How Accounting Works
Accounting is one of the key functions of almost any business. It may be handled by a bookkeeper or an accountant at a small firm, or by sizable finance departments with dozens of employees at larger companies. The reports generated by various streams of accounting, such as cost accounting and managerial accounting, are invaluable in helping management make informed business decisions.

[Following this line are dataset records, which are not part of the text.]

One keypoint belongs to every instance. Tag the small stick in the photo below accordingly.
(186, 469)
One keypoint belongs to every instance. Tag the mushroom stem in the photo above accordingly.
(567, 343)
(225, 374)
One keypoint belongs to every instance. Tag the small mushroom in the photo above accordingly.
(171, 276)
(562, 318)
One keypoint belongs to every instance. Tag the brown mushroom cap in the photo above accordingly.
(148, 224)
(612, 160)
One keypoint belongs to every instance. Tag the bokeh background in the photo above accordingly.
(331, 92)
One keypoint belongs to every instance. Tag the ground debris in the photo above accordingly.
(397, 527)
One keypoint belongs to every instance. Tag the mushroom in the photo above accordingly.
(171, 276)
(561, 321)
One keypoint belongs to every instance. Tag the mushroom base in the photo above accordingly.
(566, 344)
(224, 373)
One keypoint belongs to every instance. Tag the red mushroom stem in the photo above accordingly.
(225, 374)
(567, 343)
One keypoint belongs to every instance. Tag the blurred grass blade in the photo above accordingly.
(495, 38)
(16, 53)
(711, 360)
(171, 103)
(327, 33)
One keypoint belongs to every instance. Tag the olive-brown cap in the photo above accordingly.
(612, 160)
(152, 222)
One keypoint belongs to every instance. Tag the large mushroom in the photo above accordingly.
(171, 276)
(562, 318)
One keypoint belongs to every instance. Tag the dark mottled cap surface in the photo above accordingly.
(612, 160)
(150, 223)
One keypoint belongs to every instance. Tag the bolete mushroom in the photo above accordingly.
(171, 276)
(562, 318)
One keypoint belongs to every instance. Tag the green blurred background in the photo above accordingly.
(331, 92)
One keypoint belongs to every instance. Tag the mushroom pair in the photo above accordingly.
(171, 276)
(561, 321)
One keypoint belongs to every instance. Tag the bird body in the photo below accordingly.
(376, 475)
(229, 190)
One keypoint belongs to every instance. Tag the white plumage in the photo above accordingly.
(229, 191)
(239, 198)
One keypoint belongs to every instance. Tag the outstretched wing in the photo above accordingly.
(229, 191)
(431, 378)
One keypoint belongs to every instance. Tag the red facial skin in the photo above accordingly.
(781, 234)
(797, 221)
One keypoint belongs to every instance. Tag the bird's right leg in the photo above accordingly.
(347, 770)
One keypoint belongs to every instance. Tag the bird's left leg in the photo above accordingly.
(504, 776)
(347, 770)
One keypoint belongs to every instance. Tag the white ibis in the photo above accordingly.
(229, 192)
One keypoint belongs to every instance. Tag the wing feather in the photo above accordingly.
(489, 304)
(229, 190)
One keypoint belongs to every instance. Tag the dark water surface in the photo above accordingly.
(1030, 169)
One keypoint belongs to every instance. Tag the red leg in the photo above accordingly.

The financial statements that summarize a large company’s operations, financial position, and cash flows over a particular period are concise and consolidated reports based on thousands of individual financial transactions. As a result, all professional accounting designations are the culmination of years of study and rigorous examinations combined with a minimum number of years of practical accounting experience
Types of Accounting
Accountants may be tasked with recording specific transactions or working with specific sets of information. For this reason, there are several broad groups that most accountants can be grouped into.
Financial Accounting
Financial accounting refers to the processes used to generate interim and annual financial statements. The results of all financial transactions that occur during an accounting period are summarized in the balance sheet, income statement, and cash flow statement. The financial statements of most companies are audited annually by an external CPA firm.
For some, such as publicly-traded companies, audits are a legal requirement.6 However, lenders also typically require the results of an external audit annually as part of their debt covenants. Therefore, most companies will have annual audits for one reason or another.
Managerial Accounting
Managerial accounting uses much of the same data as financial accounting, but it organizes and utilizes information in different ways. Namely, in managerial accounting, an accountant generates monthly or quarterly reports that a business’s management team can use to make decisions about how the business operates. Managerial accounting also encompasses many other facets of accounting, including budgeting, forecasting, and various financial analysis tools. Essentially, any information that may be useful to management falls under this umbrella.
Cost Accounting
Just as managerial accounting helps businesses make decisions about management, cost accounting helps businesses make decisions about costing. Essentially, cost accounting considers all of the costs related to producing a product. Analysts, managers, business owners, and accountants use this information to determine what their products should cost. In cost accounting, money is cast as an economic factor in production, whereas in financial accounting, money is considered to be a measure of a company’s economic performance.
Tax Accounting
While financial accountants often use one set of rules to report the financial position of a company, tax accountants often use a different set of rules. These rules are set at the federal, state, or local level based on what return is being filed. Tax accounts balance compliance with reporting rules while also attempting to minimize a company’s tax liability through thoughtful strategic decision-making. A tax accountant often oversees the entire tax process of a company: the strategic creation of the organization chart, the operations, the compliance, the reporting, and the remittance of tax liability.